Seers slip gears with Adelphia

Profit prophets missed company's meltdown

NEW YORK — If investors are angry with near-bankrupt cabler Adelphia Communications, they’re none too pleased with Wall Street either, where analysts ignored shaky bookkeeping and failed to protect clients from the biggest corporate implosion since Enron.

Adelphia shares plunged 28% Tuesday to $2 from a year high near $43 after an SEC filing unveiled a web of insider dealing by the company’s owners. The heavy selling started in late March after the company revealed $2.3 billion of off-balance sheet debt.

“No one on the sell side (where analysts usually follow five to 10 companies) gave any warning,” said one irate fund manager.

Anyone paying close attention to the financial reports would have noticed, and flagged, several billion dollars worth of stock purchases by Rigas family entities and wondered where the money came to pay for them. The funds flowed from co-borrowing agreements backed by publicly traded Adelphia without approval from its board.

Goldman Sachs yanked the stock from its recommended buy list in early April and put the company on non-rated status, saying there was too little information available to give investment guidance. “There wasn’t enough data. We were being absolutely honest,” said Goldman analyst Rich Greenfield.

Perhaps, but it left investors stranded.

Controversial ratings

Others issued a controversial string of downgrades. Salomon Smith Barney’s Niraj Gupta cut his recommendation to neutral from buy on May 15, after the shares had been decimated and on the same day the stock was suspended from trading on the Nasdaq. It was reinstated last week.

Gupta cut that rating to sell six days later with a target price of zero. It was then trading at about $5. “It was ridiculous. It’s saying ‘I like them at $30, I like them at $10, but I hate them at $5,’ ” said another fund manager.

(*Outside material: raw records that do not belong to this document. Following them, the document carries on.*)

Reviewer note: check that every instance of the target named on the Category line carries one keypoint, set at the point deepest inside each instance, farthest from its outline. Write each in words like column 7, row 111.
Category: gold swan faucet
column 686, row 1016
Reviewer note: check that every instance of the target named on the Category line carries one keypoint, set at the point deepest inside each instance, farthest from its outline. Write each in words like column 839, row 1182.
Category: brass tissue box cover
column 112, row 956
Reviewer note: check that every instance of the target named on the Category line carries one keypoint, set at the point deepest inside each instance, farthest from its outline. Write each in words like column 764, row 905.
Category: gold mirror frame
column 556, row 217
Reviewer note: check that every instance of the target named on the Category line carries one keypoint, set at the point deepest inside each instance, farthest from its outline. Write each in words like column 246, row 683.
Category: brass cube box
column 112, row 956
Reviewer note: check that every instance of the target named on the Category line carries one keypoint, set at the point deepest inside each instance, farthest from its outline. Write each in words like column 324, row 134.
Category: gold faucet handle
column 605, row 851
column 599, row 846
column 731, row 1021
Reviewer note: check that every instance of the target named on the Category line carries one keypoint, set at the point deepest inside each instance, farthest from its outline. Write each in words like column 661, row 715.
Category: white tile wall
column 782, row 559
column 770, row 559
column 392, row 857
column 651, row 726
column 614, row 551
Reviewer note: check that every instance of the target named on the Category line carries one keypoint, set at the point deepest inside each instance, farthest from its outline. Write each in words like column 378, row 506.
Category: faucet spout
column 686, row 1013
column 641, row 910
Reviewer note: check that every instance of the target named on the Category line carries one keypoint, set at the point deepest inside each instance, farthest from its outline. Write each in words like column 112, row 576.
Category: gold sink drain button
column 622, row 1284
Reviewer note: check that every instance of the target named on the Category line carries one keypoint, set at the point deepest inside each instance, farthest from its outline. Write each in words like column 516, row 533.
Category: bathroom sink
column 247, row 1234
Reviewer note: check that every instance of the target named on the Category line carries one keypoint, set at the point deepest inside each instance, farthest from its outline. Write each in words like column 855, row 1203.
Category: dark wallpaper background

Gupta’s superiors may have pushed him to issue that last report, some Wall Streeters said, possibly due to sensitivity over the fact that Salomon, along with Bank of America and CS First Boston, had been hired by Adelphia as a financial advisor. Investment firms have been slammed lately for conflict of interest in peddling shares of companies to whom they also serve as investment bankers.

Wachovia Securities flip-flopped, boosting Adelphia to buy from hold May 9, only to reinstate the hold rating May 15 as the shares continued to drop.

Credit Lyonnais hung on until May 20 to go from a buy to a hold.

Still rated ‘Buy’

According to First Call, which tracks analyst research, as of Tuesday, one firm (CIBC World Markets) still had a “strong buy” rating on Adelphia, six (including Morgan Stanley, Bank of America and Jefferies) had “buy” ratings, three had “holds” (Credit Lyonnais, Sun Trust and Wachovia) and one (Salomon Smith Barney) had a “sell.”

“That’s not unusual. Even after Enron declared bankruptcy, there were still quite a few ‘buys’ and ‘holds’ ” on that stock, said a First Call rep.

Some firms want to avoid drawing attention by downgrading a stock that’s already collapsed. Others may believe a recovery is possible. Either way investors pay the price.

A special committee of independent directors that runs Adelphia now said Tuesday Leonard Tow and Scott Schneider, chairman and vice-chair of Citizens Communications, will join the board of directors.

Tow, who sold cable systems to Adelphia in 1998, owns 12% of Adelphia’s common stock.

The committee is hoping full disclosure and a complex refinancing will keep Adelphia from filing for bankruptcy.